Fastest track to Apache Hadoop and Spark success: using job-scoped clusters on cloud-native architecture
A combination of rapid startup time, per-minute billing and cloud-native architecture is transformative for operators.
It’s 2017, and running Apache Hadoop (or Apache Spark) is still too hard, whether on-premise or in the cloud. Ironically, the main source of this difficulty is one of Hadoop’s strengths: the ability to run multitenant workloads. When concurrency is limited to one user (which in most enterprises happens rarely, if ever), that first Terasort on your shiny, new idle cluster runs relatively fast. Under real-world load, with dozens of analysts running brute-force, join-heavy jobs that create massive resource contention, your cluster could grind to a halt.
Using YARN for resource management is helpful for mitigating this contention, but at the cost of increased complexity: YARN makes it difficult to understand the resource utilization of each job, diagnose performance bottlenecks or do job accounting and resource chargebacks. (Furthermore, even if YARN helps you improve utilization, you’ll still pay for resources that you don’t use.) Thus the all-too-common solution for any and all issues is to ask for more nodes.

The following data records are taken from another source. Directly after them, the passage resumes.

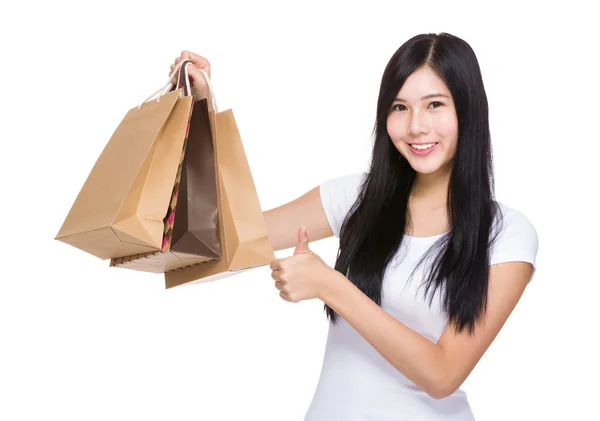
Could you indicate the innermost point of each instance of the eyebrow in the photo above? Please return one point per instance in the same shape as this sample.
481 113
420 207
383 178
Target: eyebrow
434 95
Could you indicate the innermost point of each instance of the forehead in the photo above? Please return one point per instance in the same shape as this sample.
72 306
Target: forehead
421 82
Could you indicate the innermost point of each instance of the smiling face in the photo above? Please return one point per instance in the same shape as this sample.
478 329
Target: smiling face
422 122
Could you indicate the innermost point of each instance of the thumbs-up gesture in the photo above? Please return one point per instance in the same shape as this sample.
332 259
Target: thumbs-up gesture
302 276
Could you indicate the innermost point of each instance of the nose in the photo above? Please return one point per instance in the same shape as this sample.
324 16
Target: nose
418 124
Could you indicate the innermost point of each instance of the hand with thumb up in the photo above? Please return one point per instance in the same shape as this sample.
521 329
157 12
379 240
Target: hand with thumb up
304 275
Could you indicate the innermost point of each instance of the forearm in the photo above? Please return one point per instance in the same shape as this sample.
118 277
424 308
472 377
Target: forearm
415 356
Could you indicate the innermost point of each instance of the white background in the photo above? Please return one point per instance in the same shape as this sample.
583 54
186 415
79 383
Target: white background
82 341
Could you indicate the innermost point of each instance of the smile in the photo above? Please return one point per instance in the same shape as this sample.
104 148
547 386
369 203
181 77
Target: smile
422 148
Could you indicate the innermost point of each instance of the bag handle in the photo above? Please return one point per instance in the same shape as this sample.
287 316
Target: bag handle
182 67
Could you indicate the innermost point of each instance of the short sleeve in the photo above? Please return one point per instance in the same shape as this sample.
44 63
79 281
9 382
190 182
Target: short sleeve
337 196
516 241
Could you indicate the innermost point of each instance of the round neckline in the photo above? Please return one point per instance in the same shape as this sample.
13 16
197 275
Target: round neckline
431 237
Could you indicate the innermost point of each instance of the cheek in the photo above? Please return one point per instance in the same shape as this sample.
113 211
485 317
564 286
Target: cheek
447 126
394 128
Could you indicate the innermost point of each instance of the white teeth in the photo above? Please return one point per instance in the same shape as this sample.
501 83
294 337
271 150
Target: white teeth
427 146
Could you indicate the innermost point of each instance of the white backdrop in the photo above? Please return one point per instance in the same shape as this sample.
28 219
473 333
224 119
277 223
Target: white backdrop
80 340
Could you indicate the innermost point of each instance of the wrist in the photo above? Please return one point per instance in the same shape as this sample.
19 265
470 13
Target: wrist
332 285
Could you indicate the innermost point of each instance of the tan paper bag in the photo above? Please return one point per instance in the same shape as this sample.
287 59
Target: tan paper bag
243 233
190 226
121 208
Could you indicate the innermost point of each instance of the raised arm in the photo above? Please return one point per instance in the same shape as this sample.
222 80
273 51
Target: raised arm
284 221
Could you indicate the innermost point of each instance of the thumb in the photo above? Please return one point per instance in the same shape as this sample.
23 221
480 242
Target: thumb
302 246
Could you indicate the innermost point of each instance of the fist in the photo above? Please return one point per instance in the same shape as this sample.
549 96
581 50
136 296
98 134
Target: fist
198 83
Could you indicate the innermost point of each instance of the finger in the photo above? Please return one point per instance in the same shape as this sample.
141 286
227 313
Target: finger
275 264
197 77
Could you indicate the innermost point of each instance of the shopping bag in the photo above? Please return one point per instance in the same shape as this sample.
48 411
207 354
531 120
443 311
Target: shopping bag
242 230
191 224
122 205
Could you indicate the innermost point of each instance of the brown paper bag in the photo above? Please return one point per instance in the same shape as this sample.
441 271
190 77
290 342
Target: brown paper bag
191 225
242 229
121 208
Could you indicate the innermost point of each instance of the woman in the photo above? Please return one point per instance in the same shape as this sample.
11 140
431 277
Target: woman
430 266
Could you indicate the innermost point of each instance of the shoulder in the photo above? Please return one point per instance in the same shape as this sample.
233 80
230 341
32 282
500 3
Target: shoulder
338 194
514 237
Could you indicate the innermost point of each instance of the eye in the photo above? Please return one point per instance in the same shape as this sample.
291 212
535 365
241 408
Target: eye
396 107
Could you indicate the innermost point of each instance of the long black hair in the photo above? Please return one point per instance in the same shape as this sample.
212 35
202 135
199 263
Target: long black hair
373 230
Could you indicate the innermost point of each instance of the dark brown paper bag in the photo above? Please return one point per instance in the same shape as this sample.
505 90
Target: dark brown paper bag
190 226
242 229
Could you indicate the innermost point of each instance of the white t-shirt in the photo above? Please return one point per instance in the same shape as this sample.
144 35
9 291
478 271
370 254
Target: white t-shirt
356 382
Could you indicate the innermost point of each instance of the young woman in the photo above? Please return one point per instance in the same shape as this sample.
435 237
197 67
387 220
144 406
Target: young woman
430 265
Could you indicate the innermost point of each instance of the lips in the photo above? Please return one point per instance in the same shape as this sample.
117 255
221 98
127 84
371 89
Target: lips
422 148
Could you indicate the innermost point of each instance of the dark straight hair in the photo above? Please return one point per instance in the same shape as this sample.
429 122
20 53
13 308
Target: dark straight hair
373 230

Google’s recommended solution is to run an ephemeral job-scoped cluster, giving each job its own dedicated cluster for the duration of said job. In essence, instead of running one large homogeneous cluster, you operate many smaller ephemeral clusters, with each one coming online to execute that single job and then deleting itself once the job is done and results are saved. The benefits of this approach are transformative:
- You’re essentially running each job in its own cluster with concurrency of one, yet you're not limited on how many clusters and jobs you can run in parallel.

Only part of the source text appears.